What the agreement does is put a more stable floor underneath world oil prices, Burkhard noted.
“It diminishes the size of the downsize risk. Without that deal, it looked like we were headed into another year of surplus production over demand,” he said.
Burkhard agrees that U.S. production capacity continues to be “the elephant in the room right now.” He said the industry’s cost structure has deflated remarkably over the past two years, lowering breakeven points for domestic producers.
“It comes down to something simple: the oil price and the amount of financing available,” he said. “How much money is flowing to West Texas and Oklahoma?

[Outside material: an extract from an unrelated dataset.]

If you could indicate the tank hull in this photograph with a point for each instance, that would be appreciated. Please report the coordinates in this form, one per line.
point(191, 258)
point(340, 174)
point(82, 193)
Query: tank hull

We know there are lots of prospects that can be drilled.”
Based on recent experience, independents can be expected to boost drilling and output when U.S. crude prices exceed $50. Neal Anderson, Wood Mackenzie president, said “it’s challenging (for them) until oil approaches $50, and then they cautiously go back.”
In regard to the question of whether or not the production-reduction agreements will lift oil prices during the remainder of 2017, the consensus opinion appears to be “yes,” “no” and “maybe.”
How will OPEC’s actions affect oil prices and industry activity over the next 12 months? We’ll know for sure in about a year.
In the meantime, keep an eye on crude oil supply and demand.